The public sector is as diverse and complex as the private sector, says Paul Morrell. Treating the two as if they were the same will stop us building a collaborative relationship between them

One of the joys (if that’s the right word) of being an adviser is that one is never short of advisers of one’s own. Much of the advice offered to me assumes that major improvements will be made if the public sector follows the private sector model; but I’ve had a lifetime of experience in the private sector, and the most valuable advice I’ve received has been from people who’ve spent their careers in public service. Things in the public sector are different, and necessarily so. There is latitude available to the private sector that, because of its broader public duty and in the interests of accountability, the public sector cannot emulate.

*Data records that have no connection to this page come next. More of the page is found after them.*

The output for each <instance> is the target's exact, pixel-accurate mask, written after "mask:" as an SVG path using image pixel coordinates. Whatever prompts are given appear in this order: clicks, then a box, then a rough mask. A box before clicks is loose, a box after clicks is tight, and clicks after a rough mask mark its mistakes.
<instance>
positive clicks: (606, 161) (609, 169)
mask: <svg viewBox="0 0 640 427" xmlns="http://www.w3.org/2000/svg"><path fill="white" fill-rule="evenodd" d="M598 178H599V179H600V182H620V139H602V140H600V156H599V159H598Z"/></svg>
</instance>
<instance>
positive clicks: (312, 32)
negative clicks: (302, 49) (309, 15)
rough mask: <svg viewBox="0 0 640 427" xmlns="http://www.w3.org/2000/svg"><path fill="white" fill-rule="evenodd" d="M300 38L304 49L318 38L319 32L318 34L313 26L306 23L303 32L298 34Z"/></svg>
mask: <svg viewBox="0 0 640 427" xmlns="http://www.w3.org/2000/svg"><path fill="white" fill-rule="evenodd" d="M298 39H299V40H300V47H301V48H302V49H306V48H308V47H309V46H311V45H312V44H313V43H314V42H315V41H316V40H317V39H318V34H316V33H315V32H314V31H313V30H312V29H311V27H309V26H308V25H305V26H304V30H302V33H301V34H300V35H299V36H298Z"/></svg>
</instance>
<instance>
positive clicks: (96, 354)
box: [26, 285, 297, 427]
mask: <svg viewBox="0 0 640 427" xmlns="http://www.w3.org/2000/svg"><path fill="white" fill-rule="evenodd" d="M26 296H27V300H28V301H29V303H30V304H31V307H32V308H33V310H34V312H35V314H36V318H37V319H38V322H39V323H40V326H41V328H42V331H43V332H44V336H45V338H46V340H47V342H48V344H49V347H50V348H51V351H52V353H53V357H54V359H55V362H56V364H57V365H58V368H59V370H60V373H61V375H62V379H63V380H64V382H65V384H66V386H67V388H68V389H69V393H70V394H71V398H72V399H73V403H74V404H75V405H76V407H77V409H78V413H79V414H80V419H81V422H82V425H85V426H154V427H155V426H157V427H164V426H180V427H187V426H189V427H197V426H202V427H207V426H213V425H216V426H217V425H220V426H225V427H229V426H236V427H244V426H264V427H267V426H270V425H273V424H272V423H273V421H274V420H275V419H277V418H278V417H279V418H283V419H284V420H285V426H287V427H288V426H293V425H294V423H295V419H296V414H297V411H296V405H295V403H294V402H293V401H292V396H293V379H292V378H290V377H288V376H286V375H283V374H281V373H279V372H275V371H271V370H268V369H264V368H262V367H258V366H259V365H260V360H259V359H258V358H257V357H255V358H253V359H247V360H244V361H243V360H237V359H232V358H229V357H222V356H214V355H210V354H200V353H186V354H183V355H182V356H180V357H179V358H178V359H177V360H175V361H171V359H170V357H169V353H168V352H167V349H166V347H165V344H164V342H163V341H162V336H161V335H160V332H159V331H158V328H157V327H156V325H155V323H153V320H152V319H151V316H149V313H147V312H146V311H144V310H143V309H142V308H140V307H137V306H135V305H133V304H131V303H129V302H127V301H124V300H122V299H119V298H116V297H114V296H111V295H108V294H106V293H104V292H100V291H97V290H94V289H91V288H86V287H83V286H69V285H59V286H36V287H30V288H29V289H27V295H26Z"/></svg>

For example, the private sector will choose a skilled leader to take charge of its development programme, will trust his or her judgement for as long as that trust seems to be well placed, and will allow a considerable amount of discretion in exercising that judgment in whatever way might lead to the best outcome. In the public sector, that kind of authority is rarely going to be vested in an individual. First of all there is no single thing called “the public sector”, and even within individual ministries, the structures through which projects get delivered can be complex and diverse. It was a valuable lesson, for example, to learn how far away the NHS is from being a single organisation - when it is, in reality, a network of organisations acting (on a good day) in federation.

Although, therefore, one might hope for some coherence in the way that any single part of the public sector might approach the marketplace, there are as many differences
of view about procurement policy within and between departments as there are between companies in the private sector - and all of them are the product of a huge amount of personal, organisational and financial investment. The idea of imposing a “one-size-fits-all” model would therefore be misguided, and any attempt to do so will be at the cost of the more realistic aspiration for collaboration and coherence.

Having found the many individuals who make up the leadership of public procurement, there then needs to be some constraint on their powers of discretion. Clearly, discretion is an instrument of judgment, but discretion also opens the door to corruption; and although it would be a sad world if the base assumption were that people will act dishonestly unless prevented from doing so, tax and rate payers are entitled to see transparent structures and processes that allow no hiding places for dishonest behaviour.

Even within those constraints, there are still wider considerations to which the private sector need pay little attention. Taking as an example the current preference for working with fewer players in a supply chain, although individual departments and authorities might do that, a list of the top 30 or so contractors working right across the public sector unsurprisingly (given its share of total construction spend) broadly coincides with a list of the top 30 companies in the industry. If that were not so, then protests could be expected to follow, as it would suggest a degree of favouritism. Furthermore if one were to try and consolidate the work within this cohort of leading businesses, there would be further protest that this disadvantages SMEs and local business - and local business is, of course, the proper concern of constituency MPs.

And all of this, already difficult enough, is wrapped in the riddle that is the EU procurement process, the complexity and bureaucracy of which is so onerous, need we say more? If you are a private sector client be thankful you don’t have to go through it.

Central and local government therefore has, across the whole range of its workload, a vested interest in an industry that is healthy in all of its parts - and, indeed, an economic duty to try and make that so. So to add to all other complexities, the government tends to burden procurement with the expectation that it can serve a range of sometimes disparate policy goals.

As a colleague at the department advised me when I began here, the purpose of government is to provide services to citizens, not to feed the industry. Of course the purpose of business is to provide returns to shareholders. Where these two interests overlap is where we must set our shared agenda.

The question is how a network as huge and diverse as the public sector client base can build a relationship with an industry that is no less diverse, nurturing businesses that are collaborative in their input and competitive in their output, and fostering others to grow into the same position, keeping down the barriers not just to entry, but to each step up the growth ladder.

So there’s the challenge. As to how to guarantee success - well, about that I really would appreciate some advice.